Fils de petit exploitant agricole du Dauphiné, Roger Trinquier est né à La Beaume (Hautes Alpes) en 1908. Après l’Ecole Normale d’Aix en Provence (1925/1928), il est admis comme EOR à Saint Maixent puis en 1932 nommé sous-lieutenant d’active. De 1934 à 1936, il commande à Chi Ma le poste de police sur la frontière du Tonkin et de la Chine. 1937-38 : il est sur la ligne Maginot à Sarralbe, derrière la Sarre. 1938-39 : il commande une des deux compagnies de la garde de l’ambassade de France à Pekin.

De 1940 à 1945, Roger Trinquier est à Shanghai, en qualité d’adjoint au colonel commandant le bataillon mixte d’infanterie coloniale de Chine.

Après la guerre, il dirige le 4e commando du groupement parachutiste du commandant Ponchardier, puis forme en France, avec le commandant Dupuis, le premier bataillon de parachutistes coloniaux : les Bérets rouges.

De 1948 à 1949, il commande dans le Sud Vietnam le 2e bataillon colonial de commandos parachutistes.
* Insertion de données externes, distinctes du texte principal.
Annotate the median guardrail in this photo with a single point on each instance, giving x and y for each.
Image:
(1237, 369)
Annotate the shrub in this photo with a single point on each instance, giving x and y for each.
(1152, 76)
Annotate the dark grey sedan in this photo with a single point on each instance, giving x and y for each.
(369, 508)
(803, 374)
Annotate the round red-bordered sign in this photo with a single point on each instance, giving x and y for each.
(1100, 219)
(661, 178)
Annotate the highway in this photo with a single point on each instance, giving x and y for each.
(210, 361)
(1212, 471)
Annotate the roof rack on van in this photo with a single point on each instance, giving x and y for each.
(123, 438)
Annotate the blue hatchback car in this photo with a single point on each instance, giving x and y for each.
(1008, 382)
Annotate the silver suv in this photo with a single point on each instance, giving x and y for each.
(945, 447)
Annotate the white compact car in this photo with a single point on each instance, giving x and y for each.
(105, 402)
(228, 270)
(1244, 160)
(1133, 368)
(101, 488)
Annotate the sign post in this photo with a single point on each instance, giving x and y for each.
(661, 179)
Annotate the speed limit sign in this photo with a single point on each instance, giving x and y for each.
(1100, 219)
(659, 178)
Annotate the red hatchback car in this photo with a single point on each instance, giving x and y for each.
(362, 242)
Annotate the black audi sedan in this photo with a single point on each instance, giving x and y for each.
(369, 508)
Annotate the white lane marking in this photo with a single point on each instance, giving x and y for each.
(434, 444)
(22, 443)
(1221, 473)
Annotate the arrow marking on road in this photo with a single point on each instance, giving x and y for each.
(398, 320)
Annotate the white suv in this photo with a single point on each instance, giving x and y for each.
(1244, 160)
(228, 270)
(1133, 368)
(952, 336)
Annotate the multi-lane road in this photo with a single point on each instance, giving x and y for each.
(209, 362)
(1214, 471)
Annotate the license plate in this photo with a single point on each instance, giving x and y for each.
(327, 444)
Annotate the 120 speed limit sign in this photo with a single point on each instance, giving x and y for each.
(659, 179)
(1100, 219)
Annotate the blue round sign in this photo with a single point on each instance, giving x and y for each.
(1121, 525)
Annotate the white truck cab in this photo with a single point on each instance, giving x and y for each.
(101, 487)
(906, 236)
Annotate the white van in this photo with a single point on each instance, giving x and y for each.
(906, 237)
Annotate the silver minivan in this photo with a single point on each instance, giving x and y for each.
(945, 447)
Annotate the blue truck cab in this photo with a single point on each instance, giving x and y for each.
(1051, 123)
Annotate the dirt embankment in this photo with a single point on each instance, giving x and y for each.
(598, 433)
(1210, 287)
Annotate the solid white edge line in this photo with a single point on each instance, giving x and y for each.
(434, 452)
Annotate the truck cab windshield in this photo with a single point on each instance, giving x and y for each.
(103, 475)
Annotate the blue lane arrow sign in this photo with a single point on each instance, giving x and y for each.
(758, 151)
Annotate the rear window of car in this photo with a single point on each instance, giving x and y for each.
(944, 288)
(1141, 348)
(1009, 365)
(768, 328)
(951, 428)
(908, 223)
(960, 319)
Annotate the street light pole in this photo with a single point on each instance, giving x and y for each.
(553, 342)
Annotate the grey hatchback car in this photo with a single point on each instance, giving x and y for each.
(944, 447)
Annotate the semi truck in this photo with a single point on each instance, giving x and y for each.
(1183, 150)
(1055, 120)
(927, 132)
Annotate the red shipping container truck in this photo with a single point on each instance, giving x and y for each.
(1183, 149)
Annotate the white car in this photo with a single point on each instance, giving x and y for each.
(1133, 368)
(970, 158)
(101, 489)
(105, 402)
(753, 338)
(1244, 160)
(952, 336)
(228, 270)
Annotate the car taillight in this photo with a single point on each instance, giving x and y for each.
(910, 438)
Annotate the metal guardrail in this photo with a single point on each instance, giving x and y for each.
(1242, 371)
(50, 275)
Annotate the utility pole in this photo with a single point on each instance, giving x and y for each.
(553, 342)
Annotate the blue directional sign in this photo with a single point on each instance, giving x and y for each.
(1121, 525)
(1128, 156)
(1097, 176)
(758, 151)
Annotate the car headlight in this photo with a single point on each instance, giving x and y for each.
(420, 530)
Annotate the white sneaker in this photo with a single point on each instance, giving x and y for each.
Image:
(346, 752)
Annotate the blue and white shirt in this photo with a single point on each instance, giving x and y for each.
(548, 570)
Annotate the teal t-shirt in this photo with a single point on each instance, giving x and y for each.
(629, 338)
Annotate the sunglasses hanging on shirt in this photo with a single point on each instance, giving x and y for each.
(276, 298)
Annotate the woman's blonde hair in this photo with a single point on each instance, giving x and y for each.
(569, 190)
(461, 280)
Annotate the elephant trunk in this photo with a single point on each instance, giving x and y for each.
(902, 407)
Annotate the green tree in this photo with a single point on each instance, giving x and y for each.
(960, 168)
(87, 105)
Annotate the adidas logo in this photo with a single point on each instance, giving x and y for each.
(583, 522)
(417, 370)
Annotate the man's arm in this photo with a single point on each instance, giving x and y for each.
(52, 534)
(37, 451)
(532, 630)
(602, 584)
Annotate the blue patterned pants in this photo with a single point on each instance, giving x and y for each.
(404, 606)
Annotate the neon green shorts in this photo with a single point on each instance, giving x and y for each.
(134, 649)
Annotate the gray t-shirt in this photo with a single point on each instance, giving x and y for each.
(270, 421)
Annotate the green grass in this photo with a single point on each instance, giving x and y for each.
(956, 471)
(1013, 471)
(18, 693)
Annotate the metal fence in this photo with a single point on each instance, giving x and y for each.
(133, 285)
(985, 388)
Rentré en France, il commande à Fréjus le centre d’instruction des troupes qui partent pour l’Indochine, puis l’école de saut à Vannes.

De 1952 à la fin de la guerre d’Indochine, il est chef du Service Action, d’abord pour le Tonkin, ensuite pour toute l’Indochine, chargé en particulier de créer des maquis sur les arrières Viet-minh.
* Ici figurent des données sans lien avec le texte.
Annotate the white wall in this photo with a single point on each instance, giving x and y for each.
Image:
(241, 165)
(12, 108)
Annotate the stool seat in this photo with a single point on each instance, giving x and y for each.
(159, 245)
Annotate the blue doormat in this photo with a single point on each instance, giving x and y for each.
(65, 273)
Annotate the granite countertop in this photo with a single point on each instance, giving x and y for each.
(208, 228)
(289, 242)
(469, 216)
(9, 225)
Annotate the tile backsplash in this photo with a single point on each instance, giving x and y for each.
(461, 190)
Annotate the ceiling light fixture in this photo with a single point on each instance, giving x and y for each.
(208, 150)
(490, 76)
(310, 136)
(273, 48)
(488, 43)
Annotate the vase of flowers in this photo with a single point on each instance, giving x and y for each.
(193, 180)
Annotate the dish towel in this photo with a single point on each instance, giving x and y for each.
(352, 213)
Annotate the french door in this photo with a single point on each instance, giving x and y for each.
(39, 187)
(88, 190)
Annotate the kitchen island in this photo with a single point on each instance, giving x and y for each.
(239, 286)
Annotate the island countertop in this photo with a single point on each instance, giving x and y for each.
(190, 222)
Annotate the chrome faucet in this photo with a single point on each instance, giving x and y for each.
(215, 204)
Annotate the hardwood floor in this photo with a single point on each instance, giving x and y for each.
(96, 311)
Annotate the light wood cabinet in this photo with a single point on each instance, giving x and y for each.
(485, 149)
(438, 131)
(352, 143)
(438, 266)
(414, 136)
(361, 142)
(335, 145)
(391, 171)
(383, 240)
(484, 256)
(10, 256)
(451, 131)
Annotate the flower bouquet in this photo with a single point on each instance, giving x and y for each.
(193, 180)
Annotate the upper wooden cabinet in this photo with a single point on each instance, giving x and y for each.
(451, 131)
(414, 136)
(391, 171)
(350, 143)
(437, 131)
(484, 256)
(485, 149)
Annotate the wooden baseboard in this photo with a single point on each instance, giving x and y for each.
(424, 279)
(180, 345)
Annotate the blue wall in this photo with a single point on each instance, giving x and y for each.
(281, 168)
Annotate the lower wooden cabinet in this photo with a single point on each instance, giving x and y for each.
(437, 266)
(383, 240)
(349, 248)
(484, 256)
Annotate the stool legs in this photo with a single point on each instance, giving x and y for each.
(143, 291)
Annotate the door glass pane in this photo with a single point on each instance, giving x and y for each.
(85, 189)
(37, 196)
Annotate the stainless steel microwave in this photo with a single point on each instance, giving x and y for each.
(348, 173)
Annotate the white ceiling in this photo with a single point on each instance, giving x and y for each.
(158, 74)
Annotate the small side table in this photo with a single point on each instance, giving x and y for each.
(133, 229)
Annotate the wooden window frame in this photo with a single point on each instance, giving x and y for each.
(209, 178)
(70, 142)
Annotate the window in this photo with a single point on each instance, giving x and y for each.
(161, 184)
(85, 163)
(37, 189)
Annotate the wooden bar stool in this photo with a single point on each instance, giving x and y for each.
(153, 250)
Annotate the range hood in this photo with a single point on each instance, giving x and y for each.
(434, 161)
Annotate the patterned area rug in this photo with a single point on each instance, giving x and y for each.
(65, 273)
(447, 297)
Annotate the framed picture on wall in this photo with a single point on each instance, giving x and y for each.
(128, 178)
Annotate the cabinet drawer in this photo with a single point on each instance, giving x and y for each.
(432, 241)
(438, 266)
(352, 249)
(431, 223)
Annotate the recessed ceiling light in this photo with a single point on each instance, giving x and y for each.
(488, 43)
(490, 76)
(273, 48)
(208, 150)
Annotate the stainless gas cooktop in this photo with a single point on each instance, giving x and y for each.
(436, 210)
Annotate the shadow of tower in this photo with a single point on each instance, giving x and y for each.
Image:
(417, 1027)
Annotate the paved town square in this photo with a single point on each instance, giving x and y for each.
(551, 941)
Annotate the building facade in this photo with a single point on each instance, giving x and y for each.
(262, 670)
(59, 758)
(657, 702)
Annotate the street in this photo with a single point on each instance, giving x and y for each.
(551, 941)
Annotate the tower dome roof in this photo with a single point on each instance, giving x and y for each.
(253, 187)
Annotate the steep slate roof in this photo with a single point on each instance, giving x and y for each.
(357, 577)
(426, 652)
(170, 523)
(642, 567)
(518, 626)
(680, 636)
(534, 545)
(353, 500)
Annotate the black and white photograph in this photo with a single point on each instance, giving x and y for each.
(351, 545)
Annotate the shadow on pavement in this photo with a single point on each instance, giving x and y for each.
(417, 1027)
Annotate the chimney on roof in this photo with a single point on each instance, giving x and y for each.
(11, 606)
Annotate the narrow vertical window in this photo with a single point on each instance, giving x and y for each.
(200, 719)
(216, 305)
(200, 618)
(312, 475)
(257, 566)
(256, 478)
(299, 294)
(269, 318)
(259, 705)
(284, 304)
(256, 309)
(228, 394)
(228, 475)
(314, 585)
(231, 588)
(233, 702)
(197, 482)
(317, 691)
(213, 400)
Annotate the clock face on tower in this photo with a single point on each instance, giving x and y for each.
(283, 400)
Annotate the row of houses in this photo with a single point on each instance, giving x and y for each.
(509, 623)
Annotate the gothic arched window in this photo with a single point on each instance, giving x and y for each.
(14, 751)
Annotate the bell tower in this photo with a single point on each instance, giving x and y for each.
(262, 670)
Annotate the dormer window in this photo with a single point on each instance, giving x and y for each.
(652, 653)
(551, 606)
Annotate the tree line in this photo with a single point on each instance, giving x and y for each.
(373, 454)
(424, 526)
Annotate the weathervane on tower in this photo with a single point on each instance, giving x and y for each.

Roger Trinquier passe la période 1956-1960 en Algérie, où il est d’abord l’adjoint du général Massu pendant la bataille d’Alger, avant de prendre en mars 1958 le commandement de 3e RPIMA en remplacement du colonel Bigeard. Le 13 mai 1958, il occupe avec son régiment le Gouvernement général à Alger, et crée avec le général Massu un Comité de Salut public qui demande le retour au pouvoir du général De Gaulle. Enfin, en 1959-60, il commande le secteur d’El Milia dans le constantinois.

Appelé en 1961 par le président Moise Tschombé pour prendre le commandement de l’armée et de la police Katangaises, il rentre en France en avril au moment du putsch des généraux à Alger.
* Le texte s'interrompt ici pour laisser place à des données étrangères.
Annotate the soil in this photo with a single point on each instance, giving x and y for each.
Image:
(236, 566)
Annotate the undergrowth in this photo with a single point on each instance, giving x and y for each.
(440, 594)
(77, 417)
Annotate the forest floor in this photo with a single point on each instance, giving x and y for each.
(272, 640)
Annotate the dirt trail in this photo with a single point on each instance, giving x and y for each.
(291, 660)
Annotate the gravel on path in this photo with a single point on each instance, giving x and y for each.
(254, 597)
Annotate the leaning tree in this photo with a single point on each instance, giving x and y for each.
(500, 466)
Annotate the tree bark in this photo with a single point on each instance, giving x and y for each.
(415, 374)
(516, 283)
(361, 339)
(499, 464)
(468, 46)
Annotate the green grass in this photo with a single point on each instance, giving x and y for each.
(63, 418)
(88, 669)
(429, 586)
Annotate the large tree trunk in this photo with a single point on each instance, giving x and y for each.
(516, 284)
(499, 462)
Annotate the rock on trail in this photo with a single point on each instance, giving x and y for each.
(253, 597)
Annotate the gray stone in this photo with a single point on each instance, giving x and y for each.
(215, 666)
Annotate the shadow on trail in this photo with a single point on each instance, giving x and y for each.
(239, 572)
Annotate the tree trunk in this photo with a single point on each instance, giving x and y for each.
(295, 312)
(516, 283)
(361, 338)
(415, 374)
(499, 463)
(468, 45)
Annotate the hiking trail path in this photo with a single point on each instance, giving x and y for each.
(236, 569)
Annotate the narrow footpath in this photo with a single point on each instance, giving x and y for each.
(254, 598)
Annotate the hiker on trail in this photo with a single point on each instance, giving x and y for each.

Depuis, le colonel Roger Trinquier, commandeur de la Légion d’honneur, titulaire de 14 citations dont 10 à l’ordre de l’armée, a crée l’association pour la réforme des structures de l’Etat, et fondé l’association nationale des parachutistes (actuelle UNP). Il a publié d’autre part plusieurs ouvrages, dont « la guerre moderne », « le coup d’état du 13 mai », « l’Etat nouveau », « guerre-subversion-révolution ».

Ses mémoires nous offrent un témoignage fondamental sur l’Indochine et la Chine des années 30-45, ainsi qu’une vision très personnelle et passionnante des guerres d’Indochine et d’Algérie. Sans chercher à émouvoir, en dépit parfois du caractère dramatique des évènements qu’il raconte, il nous montre avec vigueur ce que fut jour après jour le « temps perdu » – sa vie, peut être, ou bien l’échec de toute une politique de la France.